Services automaticly change firewall rules to open access to themselfs.

Arthur Pemberton pemboa at gmail.com
Sat Sep 1 17:05:00 UTC 2007


On 9/1/07, Bruno Wolff III <bruno at wolff.to> wrote:
> On Sat, Sep 01, 2007 at 14:07:17 +0200,
>   Benny Amorsen <benny+usenet at amorsen.dk> wrote:
> >
> > Administrators sometimes want to limit which traffic can reach
> > applications, and perhaps limit the risk when accidentally starting
> > applications. Automating firewall setup makes that useless.
>
> That is probably the main reason. And having apps undo restrictions seems
> like a really really bad idea.

So being able to easily disable this wouldn't be enough?

> Plus I have no confidence that apps can properly rewrite iptables rules
> correctly. iptables setups can have complications which will make it
> hard to change them.
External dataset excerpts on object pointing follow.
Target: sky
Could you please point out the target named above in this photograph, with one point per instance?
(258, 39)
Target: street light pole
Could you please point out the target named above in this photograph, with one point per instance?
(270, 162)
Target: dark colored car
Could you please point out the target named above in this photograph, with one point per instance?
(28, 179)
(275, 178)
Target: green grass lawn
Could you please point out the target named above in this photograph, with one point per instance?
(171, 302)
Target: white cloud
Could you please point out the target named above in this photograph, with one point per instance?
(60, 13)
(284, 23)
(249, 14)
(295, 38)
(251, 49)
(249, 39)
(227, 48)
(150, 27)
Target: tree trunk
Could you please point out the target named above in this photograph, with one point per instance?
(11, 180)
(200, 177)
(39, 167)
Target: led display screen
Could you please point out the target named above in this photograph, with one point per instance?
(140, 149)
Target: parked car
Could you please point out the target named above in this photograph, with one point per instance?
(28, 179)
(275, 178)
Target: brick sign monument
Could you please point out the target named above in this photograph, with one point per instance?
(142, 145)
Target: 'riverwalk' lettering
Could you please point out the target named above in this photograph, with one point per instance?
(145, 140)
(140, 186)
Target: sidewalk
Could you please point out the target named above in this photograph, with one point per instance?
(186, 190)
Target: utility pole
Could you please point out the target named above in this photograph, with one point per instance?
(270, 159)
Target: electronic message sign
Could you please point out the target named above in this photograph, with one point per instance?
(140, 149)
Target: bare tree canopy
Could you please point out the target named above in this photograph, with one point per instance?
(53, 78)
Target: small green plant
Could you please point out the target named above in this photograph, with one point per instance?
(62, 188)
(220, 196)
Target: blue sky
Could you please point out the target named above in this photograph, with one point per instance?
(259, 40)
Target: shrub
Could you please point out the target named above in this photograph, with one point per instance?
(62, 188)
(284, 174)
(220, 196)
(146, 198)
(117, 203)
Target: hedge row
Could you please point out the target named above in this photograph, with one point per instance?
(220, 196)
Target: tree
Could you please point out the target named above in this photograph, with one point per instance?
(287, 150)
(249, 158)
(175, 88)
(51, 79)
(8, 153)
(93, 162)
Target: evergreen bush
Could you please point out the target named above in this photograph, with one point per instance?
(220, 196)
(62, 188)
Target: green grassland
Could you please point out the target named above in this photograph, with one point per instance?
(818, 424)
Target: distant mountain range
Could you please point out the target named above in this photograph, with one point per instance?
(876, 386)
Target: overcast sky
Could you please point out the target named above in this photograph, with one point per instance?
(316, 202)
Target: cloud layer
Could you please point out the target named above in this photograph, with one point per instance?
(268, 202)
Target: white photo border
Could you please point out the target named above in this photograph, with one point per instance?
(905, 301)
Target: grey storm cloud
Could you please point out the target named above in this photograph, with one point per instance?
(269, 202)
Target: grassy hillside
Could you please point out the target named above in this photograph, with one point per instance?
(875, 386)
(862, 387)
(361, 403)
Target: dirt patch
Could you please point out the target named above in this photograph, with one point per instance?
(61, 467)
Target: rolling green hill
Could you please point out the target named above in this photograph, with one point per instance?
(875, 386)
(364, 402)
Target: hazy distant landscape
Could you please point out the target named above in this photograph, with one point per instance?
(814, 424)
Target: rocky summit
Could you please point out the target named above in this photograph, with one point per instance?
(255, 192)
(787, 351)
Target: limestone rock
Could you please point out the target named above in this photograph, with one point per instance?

I have used subroutines for checking reserved ip
> ranges and have had services configured to only be available to local
> ip addresses or specific interfaces.

This is something that would/should work only if you're using
system-config-firewall

> I think the idea of having some way to help people who want a service
> available to the internet at large or some local ip addresses is a good
> idea, but it needs to be an add on step that can be skipped, not some
> invisible change behind the scenes.